Figure 2. A distal docking motif promotes Cln2-Cdc28 phosphorylation of Ste5.

(A) Locations of key Ste5 features and mutations. Residues 275–283 contain the putative Cln2 docking motif required for efficient phosphorylation of the N-terminal Cdk sites. Mutations used in later panels are indicated; see Figure S1A for details

(B) Phosphorylation of the Ste5 N-terminus (Ste5^1–337) requires both the Cdk sites and a distal LLPP motif between residues 275 and 283. Phosphorylation was triggered by galactose-induced expression of a P_GAL1-CLN2 construct (+) or a vector control (−)

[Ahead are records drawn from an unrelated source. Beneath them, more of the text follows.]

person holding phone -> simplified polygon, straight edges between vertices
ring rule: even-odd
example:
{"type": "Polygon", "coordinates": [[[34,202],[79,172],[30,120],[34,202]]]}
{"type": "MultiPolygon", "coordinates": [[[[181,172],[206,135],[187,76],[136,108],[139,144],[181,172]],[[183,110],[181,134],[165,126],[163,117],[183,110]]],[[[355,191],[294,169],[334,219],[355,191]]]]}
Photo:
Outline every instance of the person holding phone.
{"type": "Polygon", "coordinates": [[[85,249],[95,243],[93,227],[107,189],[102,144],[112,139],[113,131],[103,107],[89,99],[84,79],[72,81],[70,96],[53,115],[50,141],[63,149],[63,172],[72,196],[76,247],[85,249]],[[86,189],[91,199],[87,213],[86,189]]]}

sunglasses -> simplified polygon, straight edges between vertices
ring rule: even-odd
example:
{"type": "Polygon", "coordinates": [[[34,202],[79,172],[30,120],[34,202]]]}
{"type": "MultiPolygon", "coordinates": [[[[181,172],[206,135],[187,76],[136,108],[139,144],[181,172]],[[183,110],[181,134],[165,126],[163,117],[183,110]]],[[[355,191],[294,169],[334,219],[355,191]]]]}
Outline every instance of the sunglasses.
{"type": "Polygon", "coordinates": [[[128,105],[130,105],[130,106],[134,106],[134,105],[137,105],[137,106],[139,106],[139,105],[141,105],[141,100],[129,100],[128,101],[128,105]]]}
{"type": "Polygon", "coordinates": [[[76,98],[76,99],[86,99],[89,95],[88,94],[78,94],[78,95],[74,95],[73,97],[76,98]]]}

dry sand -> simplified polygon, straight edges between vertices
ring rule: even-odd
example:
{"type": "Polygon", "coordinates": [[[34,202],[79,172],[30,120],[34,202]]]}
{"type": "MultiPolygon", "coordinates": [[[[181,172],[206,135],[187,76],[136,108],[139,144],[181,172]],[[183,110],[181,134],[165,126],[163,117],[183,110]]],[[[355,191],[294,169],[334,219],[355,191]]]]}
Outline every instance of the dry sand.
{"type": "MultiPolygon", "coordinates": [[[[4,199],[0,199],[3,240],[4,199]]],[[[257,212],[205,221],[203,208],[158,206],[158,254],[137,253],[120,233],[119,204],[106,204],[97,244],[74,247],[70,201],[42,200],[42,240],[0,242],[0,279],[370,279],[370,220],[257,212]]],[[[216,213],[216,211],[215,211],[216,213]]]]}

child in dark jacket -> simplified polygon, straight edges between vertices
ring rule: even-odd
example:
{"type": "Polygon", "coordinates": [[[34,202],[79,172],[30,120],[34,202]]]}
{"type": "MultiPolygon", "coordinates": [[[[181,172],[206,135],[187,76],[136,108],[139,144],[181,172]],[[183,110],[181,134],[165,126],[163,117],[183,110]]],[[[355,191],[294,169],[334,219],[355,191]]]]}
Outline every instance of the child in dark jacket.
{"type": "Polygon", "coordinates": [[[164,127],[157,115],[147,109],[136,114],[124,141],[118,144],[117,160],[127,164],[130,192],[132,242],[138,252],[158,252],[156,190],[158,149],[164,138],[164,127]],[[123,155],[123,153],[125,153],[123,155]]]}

(C) The role of the LLPP motif is independent of MAPKs (fus3Δ kss1Δ), the phosphatase Ptc1 (ptc1Δ), and the MAPK binding site (ND mutant). Results show the Ste5^1–337 fragment except as indicated otherwise. The fus3Δ kss1Δ strain (PPY1173) was tested in parallel with a congenic wild-type strain (PPY640). LLPP function also does not require the MAPK phosphorylation sites, but non-phosphorylatable mutations at these sites (4AV) mildly reduce the extent of Cln2-Cdc28 phosphorylation. Also see Figure S1B,C

(D) Cln2-driven phosphorylation of full-length Ste5 (V5-tagged) requires the LLPP motif. For the 8A lanes, a longer exposure (of the same blot) is shown to compensate for imperfect loading

(E) Mutation of the LLPP motif disrupts the ability of Cln2 to inhibit pheromone signaling. Pheromone-induced phosphorylation of Fus3 was monitored in ste5Δ fus3Δ kss1Δ strains (± P_GAL1-CLN2) harboring STE5 variants and wild-type FUS3 on plasmids

(F) The LLPP motif mediates regulation by Cln2 in the absence of Fus3-Ste5 binding (Ste5 ND mutant) and Fus3 kinase activity (fus3-K42R mutant). Strains (as in panel D) harbored plasmids with the indicated forms of STE5 and FUS3.